书房里安静下来。
炭盆里的火苗晃了晃。
张希安看向杨二虎“二虎,你觉得呢?”
杨二虎皱着眉头想了好一会儿。
“我觉得王校尉说得对。”他说,“这皇帝……心思深。给颗甜枣,但眼神盯着你呢。咱们要是真以为升官了就没事了,那才是傻。”
张希安点点头。
他走到窗边,推开一条缝。冷风钻进来,吹得他额前的头动了动。
“陛下这是阳谋。”张希安说,“他知道成王找过我,可能也知道成王给我下了密令。但他不点破,反而给我加官进爵。我若识相,从此安心替他守边,和成王划清界限,那大家相安无事。我若还有二心……”
他没说完。
但王康和杨二虎都听懂了。
“那咱们现在怎么办?”杨二虎问。
“不动。”张希安关上车,“陛下让咱们永镇北疆,那咱们就镇着。王康,军务不能松,尤其是北边各关隘的防务,再查一遍,有任何疏漏,立刻补上。”
“是。”
“二虎,城防继续加固。巡逻队再加两队,昼夜不停。青州城里,不能出任何乱子。”
“明白!”
张希安转身,看着他们。
“还有,军营里,府里,所有人管好自己的嘴。京都的事,成王的事,不许议论。谁多说一个字,军法处置。”
“是!”
两人起身,行礼,准备退出去。
“王康。”张希安叫住他。
王康回头。
“你刚才说的,很好。”张希安说,“以后有事,多跟我说说你的看法。
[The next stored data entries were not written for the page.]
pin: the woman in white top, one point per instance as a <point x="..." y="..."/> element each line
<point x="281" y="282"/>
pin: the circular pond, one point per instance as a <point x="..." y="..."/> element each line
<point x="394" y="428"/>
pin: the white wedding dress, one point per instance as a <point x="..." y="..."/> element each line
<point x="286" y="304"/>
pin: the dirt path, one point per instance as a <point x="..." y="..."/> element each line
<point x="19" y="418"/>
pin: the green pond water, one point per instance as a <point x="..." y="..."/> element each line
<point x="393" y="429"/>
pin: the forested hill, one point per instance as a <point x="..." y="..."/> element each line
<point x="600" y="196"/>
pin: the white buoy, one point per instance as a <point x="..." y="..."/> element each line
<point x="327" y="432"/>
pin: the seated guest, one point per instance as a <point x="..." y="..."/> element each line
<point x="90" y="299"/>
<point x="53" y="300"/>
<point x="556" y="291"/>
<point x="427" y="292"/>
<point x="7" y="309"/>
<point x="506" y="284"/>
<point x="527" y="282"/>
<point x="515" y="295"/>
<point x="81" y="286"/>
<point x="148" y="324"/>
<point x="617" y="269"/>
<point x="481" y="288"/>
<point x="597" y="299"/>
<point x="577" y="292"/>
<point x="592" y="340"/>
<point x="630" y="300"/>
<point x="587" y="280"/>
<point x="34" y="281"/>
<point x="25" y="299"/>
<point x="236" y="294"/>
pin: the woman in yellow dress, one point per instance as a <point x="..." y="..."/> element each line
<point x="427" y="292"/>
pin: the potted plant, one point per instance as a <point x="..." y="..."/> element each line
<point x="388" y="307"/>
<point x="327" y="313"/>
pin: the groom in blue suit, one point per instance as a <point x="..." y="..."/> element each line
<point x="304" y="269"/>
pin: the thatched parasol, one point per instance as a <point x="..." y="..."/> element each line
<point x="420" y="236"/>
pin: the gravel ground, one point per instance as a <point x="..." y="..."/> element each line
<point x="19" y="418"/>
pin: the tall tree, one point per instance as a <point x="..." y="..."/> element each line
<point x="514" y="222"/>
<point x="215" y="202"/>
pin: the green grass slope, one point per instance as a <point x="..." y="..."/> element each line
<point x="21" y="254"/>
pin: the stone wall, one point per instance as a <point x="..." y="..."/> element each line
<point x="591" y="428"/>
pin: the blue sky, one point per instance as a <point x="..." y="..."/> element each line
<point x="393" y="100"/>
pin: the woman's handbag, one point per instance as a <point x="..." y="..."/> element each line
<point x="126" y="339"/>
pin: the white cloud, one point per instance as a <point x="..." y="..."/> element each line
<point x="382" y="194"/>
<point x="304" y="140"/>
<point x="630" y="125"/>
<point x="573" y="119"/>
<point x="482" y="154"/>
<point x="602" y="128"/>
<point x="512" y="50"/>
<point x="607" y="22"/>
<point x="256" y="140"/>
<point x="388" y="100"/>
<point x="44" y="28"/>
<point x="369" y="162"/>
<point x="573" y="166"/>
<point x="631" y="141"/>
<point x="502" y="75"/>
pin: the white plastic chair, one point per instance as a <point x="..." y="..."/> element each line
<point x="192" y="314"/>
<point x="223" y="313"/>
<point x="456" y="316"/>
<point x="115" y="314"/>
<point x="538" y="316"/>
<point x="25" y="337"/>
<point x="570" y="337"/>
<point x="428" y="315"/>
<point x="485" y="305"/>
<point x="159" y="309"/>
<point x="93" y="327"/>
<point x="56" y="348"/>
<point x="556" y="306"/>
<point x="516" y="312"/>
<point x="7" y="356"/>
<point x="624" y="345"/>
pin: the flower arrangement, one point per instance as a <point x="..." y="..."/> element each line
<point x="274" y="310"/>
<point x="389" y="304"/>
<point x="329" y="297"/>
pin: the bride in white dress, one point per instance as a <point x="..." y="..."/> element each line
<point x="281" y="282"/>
”
王康怔了一下,然后重重点头“末将遵命。”
他拉开门,和杨二虎一起出去了。
门关上。
书房里又只剩下张希安一个人。
他走回书桌后,坐下。目光落在两份圣旨上,然后又移到书桌抽屉上。
抽屉里锁着那份写给成王的“臣,张希安,谨遵王命”的纸。
还有成王那句“三天后,我要看到青州军开拔”。
三天早就过了。
成王现在被软禁在府里,兵权没了,自身难保。那道密令,已经成了一张废纸,不,是一把悬在头顶的刀。
如果新帝知道这张纸的存在……
张希安后背渗出一点冷汗。
他深吸一口气,强迫自己冷静下来。
新帝现在给他加官进爵,是安抚,也是警告。警告他别站错队,别动不该动的心思。
那他就接着。
镇北将军。
正三品。
他一个捕快出身的人,走到今天这个位置,用了不到两年。
该知足吗?
张希安看着桌上那卷崭新的圣旨,忽然笑了一下。